Background

Dendritic cells (DCs) are professional antigen presenting cells specialized in the recognition, processing and presentation of antigens to T cells, playing a pivotal role in the induction of adaptive immune responses and immunological memory (Merad et al., 2013). DCs can be divided into 4 main subsets: plasmacytoid DCs (pDC), producers of large amounts of type 1 interferons, monocyte-derived DCs, derived from circulating monocytes, and conventional DCs (cDC), a functionally heterogeneous subset further subdivided in conventional DCs type 1 (cDC1) and type 2 (cDC2). While cDC1s excel on priming cytotoxic CD8⁺ T cell responses by cross-presenting exogenous antigens on major histocompatibility complex (MHC) class I, cDC2s are specialized in the presentation of extracellular antigens to CD4⁺ T cells via MHC class II. This functional specialization results from stage-specific interplay between different transcription factors (TFs) that specify DC subsets. For instance, it has been shown that conditional deletion of E26 transformation-specific (ETS) family TF PU.1 in hematopoietic progenitors impacts the specification of the whole DC lineage (Carotta et al., 2010). Interferon regulatory factor 8 (IRF8) knock-out mice lack pDC and cDC1 subsets, and basic leucine zipper ATF-Like transcription factor 3 (BATF3) deficient mice have impaired cDC1 specification (Schiavoni et al., 2002; Hildner et al., 2008; Carotta et al., 2010).

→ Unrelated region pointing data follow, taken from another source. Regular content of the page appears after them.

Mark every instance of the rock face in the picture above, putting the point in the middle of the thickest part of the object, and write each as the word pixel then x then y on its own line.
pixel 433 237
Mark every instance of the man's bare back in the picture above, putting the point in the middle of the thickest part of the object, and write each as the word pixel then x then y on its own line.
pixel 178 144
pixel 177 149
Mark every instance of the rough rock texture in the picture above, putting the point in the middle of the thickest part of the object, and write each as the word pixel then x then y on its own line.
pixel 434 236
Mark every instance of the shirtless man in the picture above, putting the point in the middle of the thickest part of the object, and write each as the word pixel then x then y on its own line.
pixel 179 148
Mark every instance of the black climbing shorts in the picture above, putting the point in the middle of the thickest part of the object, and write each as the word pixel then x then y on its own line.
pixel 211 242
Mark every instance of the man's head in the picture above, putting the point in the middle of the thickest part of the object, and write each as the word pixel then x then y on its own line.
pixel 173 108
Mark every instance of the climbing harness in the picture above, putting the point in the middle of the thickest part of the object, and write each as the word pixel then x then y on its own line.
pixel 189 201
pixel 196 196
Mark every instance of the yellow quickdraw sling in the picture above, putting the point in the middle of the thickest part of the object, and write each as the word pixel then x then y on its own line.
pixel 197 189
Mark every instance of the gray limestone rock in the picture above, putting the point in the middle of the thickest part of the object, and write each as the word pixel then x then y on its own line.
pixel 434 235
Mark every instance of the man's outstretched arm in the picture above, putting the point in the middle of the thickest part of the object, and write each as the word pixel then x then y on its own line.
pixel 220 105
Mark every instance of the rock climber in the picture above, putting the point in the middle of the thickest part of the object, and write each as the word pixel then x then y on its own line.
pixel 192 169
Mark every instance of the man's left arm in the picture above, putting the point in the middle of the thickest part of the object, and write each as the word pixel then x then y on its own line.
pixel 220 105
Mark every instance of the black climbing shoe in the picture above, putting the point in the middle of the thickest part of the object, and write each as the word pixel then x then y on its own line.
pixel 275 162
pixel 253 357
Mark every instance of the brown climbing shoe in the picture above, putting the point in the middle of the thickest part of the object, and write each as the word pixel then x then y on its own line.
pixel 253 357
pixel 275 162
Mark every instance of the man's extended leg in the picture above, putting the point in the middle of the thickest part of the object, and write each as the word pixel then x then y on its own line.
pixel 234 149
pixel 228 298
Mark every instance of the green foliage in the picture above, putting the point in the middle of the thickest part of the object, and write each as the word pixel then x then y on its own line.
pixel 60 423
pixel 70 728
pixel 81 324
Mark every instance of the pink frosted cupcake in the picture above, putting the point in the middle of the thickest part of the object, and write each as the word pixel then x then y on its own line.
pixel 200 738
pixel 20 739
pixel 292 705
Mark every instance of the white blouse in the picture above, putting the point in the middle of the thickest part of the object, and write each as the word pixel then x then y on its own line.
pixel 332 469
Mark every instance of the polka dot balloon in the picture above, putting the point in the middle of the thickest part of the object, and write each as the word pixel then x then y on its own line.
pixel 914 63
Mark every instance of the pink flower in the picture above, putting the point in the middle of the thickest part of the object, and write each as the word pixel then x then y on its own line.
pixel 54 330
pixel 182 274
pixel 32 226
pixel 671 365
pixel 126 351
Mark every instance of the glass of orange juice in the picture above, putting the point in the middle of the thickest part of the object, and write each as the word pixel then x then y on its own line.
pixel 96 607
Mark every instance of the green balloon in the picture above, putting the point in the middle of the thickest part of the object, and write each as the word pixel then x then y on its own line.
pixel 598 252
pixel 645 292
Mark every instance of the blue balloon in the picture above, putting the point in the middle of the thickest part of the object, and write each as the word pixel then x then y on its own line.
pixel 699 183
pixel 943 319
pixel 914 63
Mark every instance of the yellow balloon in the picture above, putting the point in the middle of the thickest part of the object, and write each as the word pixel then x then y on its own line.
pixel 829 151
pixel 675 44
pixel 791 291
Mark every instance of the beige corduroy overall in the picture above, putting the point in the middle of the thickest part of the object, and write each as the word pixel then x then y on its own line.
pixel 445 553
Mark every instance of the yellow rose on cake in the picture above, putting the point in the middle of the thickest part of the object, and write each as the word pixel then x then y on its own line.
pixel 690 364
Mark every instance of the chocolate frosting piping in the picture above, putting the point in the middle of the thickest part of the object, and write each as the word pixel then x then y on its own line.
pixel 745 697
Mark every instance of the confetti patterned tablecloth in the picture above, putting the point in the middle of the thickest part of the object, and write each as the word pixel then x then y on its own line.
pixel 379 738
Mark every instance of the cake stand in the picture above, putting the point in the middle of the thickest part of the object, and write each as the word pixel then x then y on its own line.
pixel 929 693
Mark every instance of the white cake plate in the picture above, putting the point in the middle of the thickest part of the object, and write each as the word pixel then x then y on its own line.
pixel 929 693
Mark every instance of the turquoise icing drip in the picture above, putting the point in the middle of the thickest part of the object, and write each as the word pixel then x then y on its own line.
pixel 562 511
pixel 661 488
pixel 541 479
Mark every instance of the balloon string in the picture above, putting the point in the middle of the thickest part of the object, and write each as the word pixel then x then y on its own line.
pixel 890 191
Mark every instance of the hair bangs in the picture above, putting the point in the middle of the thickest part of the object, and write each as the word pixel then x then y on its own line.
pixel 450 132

Growing evidence supports the crucial role of cDC1s in initiating immune responses in the context of cancer (Bottcher and Reis, 2018), and their in vivo rarity has propelled attempts to generate cDC1 in vitro (Perez and De Palma, 2019; Wculek et al., 2019). Several strategies have been explored to generate bona fide DCs from blood monocytes or bone marrow (BM) precursors in the presence of different hematopoietic cytokines (Inaba et al., 1992; Lu et al., 1995; Lutz et al., 1999; Son et al., 2002; Naik et al., 2005; Poulin et al., 2010; Proietto et al., 2012; Balan et al., 2014; Mayer et al., 2014; Lee et al., 2015; Balan et al., 2018; Kirkling et al., 2018). However, limiting numbers of BM progenitors, together with the generation of mixed populations of DC subsets with conflicting functions, strongly limits the use of these approaches to elucidate DC development and harness cDC1s for therapy (Yona and Mildner, 2018).

Cell reprogramming offers an exciting opportunity to overcome these challenges. Through enforced expression of TFs, it is possible to reprogram somatic cells into induced pluripotent stem cells (iPSCs) (Takahashi and Yamanaka, 2006; Takahashi et al., 2007). Protocols to differentiate DCs from iPSCs have been described (Choi et al., 2009; Senju et al., 2009 and 2011; Horton et al., 2019). However, these rely on complex and long culture conditions that give rise to mixed populations of distinct DC subsets. Alternatively, somatic cells can be reprogrammed directly into other specialized cell types without transiting through pluripotency or multipotency. Mouse and human fibroblasts were directly reprogrammed into several cell types, such as neurons, cardiomyocytes and hematopoietic stem and progenitor cells, using TFs specifying target-cell identity (Pereira et al., 2012 and 2013, Xu et al., 2015).

Here, we describe a direct cell reprogramming approach to generate cDC1-like cells (induced DCs, or iDCs) by enforced expression of the TFs PU.1, IRF8 and BATF3 in mouse embryonic fibroblasts (MEFs) (Rosa et al., 2018). MEF-derived iDCs acquire DC morphology, cDC1 phenotype and transcriptional program characteristic of natural cDC1s. Functionally, iDCs acquire the ability to respond to toll-like receptor 3 (TLR3) and TLR4 stimuli, engulf protein and dead cells and, importantly, cross-present antigens to CD8⁺ T cells. Thus, the protocol described here enables the fast generation (within 9 days) of cDC1-like cells in vitro using a controlled and adaptable direct reprogramming approach suitable for screening studies aiming to better understand cDC1 developmental specification and functional maturation. This approach, coupled with pharmacological inhibition, gene knock-out or knock-down, will enable the discovery of regulators of DC specification acting individually or in combination (Pires et al., 2019). Employing high-content screening methodologies based on recent CRISPR-Cas9 technologies in MEFs paves the way for defining novel critical regulators of cDC1 fate and how cross-presentation ability is established de novo in multiple cell types. In the future, DC reprogramming will serve as a platform to develop immunotherapies for cancer and infectious disease.